Theresa Desfosses appeals from a decision of the Superior Court affirming the decisions of the City of Saco Planning Board and Zoning Board of Appeals on Desfosses’s challenged to three City decisions issued in connection with the construction of a car dealership by WWS Properties, LLC. On June 25, 2013, WWS obtained site plan approval from the Planning Board to construct a large building and accompanying parking lots on a parcel of property adjacent to Desfosses on Route One in Saco, where WWS planned to operate a car dealership. One of the conditions of the approval was: “No deviations from the approved plans are permitted without prior approval from the Planning Board for major changes, and from the City Planner for minor changes. The determination of major or minor shall be made by the City Planner.” Less than three months after receiving its site plan approval, WWS requested and obtained approval from the City Planner for a “minor change” to its site plan, providing for the installation of a four-foot-tall freestanding retaining wall with an embedded eight-foot-tall fence atop it along its and Desfosses’s common boundary. A month after the ZBA’s decision, the City’s Code Enforcement Officer (CEO) issued WWS a certificate of occupancy. Desfosses appealed the grant of the certificate of occupancy to the ZBA, which determined that it lacked jurisdiction to hear that appeal.
Desfosses challenged the Planning Board’s and the ZBA’s determinations that they lacked jurisdiction over her appeals of the City Planner’s approval of the site plan amendment, as well as the ZBA’s determination that it lacked jurisdiction over her appeal of the CEO’s issuance of a certificate of occupancy. While section 1103(7) discussed the City Planner’s authority to approve minor site plans, and allows appeals of City Planner decisions on minor site plans made by the applicants for those site plans to go to the Planning Board, it made no mention of site plan amendments or appeals of site plan amendments.

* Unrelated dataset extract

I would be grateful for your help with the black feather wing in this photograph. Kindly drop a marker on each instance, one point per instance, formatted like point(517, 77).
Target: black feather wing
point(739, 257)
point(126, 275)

Furthermore, section 1103(7) mentioned only those appeals brought by the applicant, and did not discuss appeals brought by any party other than the applicant. The court found that to interpret section 1103(8) to provide an applicant a right of appeal of a City Planner’s determination on a site plan amendment to the Planning Board, but to provide no such appeal to a non-applicant challenging the same decision would result in “absurd, illogical, unreasonable, inconsistent, or anomalous results”. Moreover, the Ordinance’s provision that all Planning Board decisions may be appealed directly to the Superior Court demonstrated that the ZBA was not intended to have any role in the site plan approval or amendment process.
The court next addressed Desfosses’s challenge to the certificate of occupancy based on whether the construction of the retaining wall and fence complies with the terms of the site plan. WWS argued that this challenge technically does not regard “an erroneous interpretation of the Ordinance,” as is required for appeals of certificates of occupancy pursuant to section 1003–1, and therefore that section 1003–1 provided no authority for Desfosses’s appeal. However, a certificate of occupancy cannot be issued unless the new structure conforms to the Zoning Ordinance. The court therefore found that the plain language of section 1003–1 to provided that the ZBA had jurisdiction to consider Desfosses’s appeal of the issuance of a certificate of occupancy. Because the ZBA declined to exercise this jurisdiction, the decision of the Superior Court was vacated and remanded.